Italy is one of the EU countries most interested and invested into reviving economic relations with Iran in the aftermath of the implementation of the nuclear deal. In January, for instance, Italy established a 5 billion euro ($5.9 billion) credit line to cover projects and partnerships in Iran jointly implemented by Iranian and Italian companies in areas of mutual interest, though this arrangement has yet to be implemented.
However, Italian criticism of additional EU sanctions against Iran has more to do with procedural and political concerns. On the former, according to a senior Italian official speaking not for attribution, concerns were raised in Rome about the way the issue was discussed at the EU level, with attempts to skip the discussion of the statement of reasons (which take place at the Political and Security Committee of the Council) and attempts to move directly to the negotiations of the specific and concrete terms of the restrictive measures (led by the Foreign Relations Counsellors Working Party). While there is a need to speed up the procedures in light of the looming May deadline, Italy believes rushing would undermine the credibility of the union’s decision-making process.
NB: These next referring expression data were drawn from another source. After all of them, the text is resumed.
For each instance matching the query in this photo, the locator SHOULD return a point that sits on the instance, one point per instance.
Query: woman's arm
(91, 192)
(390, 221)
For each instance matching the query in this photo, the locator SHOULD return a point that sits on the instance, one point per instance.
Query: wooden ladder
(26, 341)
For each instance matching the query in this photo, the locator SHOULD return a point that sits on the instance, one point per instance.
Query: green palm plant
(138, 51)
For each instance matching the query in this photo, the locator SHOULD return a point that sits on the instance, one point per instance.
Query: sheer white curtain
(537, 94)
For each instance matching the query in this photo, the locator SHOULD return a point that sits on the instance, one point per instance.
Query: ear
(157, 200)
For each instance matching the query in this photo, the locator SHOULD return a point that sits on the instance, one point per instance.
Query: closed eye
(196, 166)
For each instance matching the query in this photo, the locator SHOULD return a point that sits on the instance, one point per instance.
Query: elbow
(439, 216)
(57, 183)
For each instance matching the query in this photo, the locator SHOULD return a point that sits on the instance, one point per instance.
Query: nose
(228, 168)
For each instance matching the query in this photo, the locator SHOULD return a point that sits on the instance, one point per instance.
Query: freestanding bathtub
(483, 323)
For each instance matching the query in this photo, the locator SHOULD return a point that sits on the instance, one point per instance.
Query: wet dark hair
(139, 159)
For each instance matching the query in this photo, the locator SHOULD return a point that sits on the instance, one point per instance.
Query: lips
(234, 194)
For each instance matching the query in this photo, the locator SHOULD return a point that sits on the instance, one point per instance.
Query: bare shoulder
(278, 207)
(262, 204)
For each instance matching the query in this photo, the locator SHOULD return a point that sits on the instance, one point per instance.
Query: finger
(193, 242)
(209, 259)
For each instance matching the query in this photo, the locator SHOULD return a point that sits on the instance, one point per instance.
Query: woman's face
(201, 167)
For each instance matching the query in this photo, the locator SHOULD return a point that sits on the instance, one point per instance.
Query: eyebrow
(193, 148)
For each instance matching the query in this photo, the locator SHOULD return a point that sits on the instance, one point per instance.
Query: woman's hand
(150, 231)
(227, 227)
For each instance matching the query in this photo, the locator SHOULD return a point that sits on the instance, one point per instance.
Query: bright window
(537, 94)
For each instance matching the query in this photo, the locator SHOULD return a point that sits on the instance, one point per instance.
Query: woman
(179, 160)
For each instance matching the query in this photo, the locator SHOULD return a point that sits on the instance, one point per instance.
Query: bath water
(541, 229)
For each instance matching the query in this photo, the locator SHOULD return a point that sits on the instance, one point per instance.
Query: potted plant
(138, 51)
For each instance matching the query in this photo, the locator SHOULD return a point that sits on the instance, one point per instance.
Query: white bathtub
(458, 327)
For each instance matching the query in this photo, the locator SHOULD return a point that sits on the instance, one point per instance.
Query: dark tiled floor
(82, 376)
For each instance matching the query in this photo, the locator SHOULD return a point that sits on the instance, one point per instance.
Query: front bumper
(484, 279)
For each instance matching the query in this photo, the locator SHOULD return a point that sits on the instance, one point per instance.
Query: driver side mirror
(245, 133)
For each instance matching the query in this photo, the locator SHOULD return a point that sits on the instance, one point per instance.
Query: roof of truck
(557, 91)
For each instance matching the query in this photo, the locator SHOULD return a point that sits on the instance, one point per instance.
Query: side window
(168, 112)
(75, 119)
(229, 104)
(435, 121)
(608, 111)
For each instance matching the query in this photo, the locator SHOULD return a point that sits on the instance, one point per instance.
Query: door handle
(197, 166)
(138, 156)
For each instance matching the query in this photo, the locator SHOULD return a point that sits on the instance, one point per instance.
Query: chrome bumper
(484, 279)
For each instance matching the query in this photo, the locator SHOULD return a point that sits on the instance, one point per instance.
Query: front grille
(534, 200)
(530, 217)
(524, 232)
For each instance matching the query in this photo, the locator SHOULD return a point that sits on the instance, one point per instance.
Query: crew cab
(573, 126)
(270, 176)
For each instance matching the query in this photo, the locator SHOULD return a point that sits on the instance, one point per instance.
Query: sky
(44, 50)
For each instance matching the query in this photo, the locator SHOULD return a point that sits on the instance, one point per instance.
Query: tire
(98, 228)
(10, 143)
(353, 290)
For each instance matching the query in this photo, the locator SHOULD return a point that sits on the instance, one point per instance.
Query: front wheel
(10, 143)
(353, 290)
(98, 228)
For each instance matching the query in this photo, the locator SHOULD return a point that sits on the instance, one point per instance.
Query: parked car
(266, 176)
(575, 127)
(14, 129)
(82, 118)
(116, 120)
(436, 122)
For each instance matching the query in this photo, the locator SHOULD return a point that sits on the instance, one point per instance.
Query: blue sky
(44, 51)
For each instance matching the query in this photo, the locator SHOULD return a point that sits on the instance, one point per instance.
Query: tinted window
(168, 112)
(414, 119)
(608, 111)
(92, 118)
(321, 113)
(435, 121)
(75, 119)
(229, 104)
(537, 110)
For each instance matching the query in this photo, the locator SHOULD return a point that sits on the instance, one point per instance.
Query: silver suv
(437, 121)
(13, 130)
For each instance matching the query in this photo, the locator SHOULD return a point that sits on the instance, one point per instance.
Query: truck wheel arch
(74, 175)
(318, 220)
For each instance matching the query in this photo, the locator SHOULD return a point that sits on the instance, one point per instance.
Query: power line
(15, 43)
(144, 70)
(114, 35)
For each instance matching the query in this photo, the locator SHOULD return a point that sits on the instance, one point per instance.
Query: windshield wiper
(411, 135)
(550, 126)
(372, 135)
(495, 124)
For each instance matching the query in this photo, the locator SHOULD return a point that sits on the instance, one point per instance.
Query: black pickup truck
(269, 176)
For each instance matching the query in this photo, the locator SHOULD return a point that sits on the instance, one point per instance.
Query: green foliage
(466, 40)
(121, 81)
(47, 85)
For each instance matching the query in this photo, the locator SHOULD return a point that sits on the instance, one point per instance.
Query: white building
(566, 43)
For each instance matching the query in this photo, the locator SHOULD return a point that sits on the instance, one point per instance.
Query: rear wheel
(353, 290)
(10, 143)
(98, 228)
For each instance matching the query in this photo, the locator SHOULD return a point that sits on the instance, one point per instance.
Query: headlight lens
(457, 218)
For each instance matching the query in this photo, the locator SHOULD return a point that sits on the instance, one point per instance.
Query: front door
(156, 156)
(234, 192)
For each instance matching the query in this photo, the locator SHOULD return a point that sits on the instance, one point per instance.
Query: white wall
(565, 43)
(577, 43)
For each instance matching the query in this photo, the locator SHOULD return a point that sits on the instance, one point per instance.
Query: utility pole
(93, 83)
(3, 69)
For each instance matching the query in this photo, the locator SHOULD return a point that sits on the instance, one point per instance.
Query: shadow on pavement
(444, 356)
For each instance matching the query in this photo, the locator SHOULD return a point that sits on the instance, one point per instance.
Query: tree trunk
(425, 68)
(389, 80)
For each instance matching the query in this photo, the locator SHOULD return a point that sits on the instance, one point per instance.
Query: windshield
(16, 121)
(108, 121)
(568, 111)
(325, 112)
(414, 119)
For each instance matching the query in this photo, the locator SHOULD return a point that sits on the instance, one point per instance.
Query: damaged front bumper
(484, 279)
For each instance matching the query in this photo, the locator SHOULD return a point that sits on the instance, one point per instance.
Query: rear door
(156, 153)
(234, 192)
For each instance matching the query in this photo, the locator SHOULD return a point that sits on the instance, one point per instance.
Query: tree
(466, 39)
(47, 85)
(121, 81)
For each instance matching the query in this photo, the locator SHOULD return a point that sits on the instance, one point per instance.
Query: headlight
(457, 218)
On the latter, Italy fears that additional sanctions would potentially weaken the administration of moderate President Hassan Rouhani while emboldening hard-liners in Tehran, thus facilitating a more confrontational Iranian posture toward Europe. According to the senior Italian official, such a result would indirectly limit the EU position and influence on Iran, both within the EU/E4 format and the broader economic and political engagement with the Islamic Republic, all with no guarantee that fresh EU sanctions could persuade Trump not to pull out of the JCPOA.
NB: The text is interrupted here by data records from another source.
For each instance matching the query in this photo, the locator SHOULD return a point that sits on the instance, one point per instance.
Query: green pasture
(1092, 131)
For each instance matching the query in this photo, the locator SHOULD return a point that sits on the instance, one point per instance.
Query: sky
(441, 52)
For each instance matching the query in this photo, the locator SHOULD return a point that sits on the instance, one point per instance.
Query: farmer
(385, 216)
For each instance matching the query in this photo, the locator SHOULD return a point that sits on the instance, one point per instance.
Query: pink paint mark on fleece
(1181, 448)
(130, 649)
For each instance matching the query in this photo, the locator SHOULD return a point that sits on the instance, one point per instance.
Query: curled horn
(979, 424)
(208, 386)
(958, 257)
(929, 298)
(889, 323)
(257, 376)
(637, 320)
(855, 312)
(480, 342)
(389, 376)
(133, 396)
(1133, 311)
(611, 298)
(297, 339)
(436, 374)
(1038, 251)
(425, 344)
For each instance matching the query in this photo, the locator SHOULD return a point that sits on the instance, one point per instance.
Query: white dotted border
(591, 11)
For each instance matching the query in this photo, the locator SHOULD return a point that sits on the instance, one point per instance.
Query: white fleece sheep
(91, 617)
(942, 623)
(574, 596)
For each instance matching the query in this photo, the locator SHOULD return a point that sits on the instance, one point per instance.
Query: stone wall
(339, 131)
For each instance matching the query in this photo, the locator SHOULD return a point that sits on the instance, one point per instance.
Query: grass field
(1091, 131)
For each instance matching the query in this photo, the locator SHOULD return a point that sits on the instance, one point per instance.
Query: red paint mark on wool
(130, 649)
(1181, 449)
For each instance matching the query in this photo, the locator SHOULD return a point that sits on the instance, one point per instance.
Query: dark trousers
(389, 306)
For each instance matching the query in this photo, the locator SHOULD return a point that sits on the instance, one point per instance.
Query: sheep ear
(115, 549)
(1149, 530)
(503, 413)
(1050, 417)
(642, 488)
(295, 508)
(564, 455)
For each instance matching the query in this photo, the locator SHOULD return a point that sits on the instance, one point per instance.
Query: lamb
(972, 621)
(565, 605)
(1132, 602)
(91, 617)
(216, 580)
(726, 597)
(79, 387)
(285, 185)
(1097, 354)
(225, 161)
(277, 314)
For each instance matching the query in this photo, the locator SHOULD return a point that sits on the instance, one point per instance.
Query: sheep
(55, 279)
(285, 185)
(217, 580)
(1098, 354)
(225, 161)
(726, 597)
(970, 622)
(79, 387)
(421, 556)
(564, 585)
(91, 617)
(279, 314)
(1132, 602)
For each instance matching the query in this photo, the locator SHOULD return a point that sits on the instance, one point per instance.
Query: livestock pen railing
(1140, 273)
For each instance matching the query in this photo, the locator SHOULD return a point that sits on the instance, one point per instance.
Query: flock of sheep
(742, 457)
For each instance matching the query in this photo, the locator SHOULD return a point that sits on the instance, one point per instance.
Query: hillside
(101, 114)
As such, Italy, which has been led by a caretaker government since March, does not believe the timing and the procedure for the adoption of the sanctions against Iran is appropriate for the goals the EU aims to achieve.
After failing to reach a consensus on April 16, the supporters of the E3 initiative said that their efforts will continue working to reach an agreement before Trump’s deadline. Germany’s Foreign Minister Heiko Maas, for instance, claimed, “The issue remains on the agenda.”
However, no other discussion on the matter has taken place at the EU level, perhaps because following the recent visits to Washington by French President Emmanuel Macron and German Chancellor Angela Merkel, pessimism toward the union's ability to influence Trump’s decision on Iran has drastically increased. Thus with the deadline looming and options running out, the EU is more likely to focus instead on preparing a backup plan to safeguard the nuclear deal regardless of Trump’s decision, a goal that is shared across the union.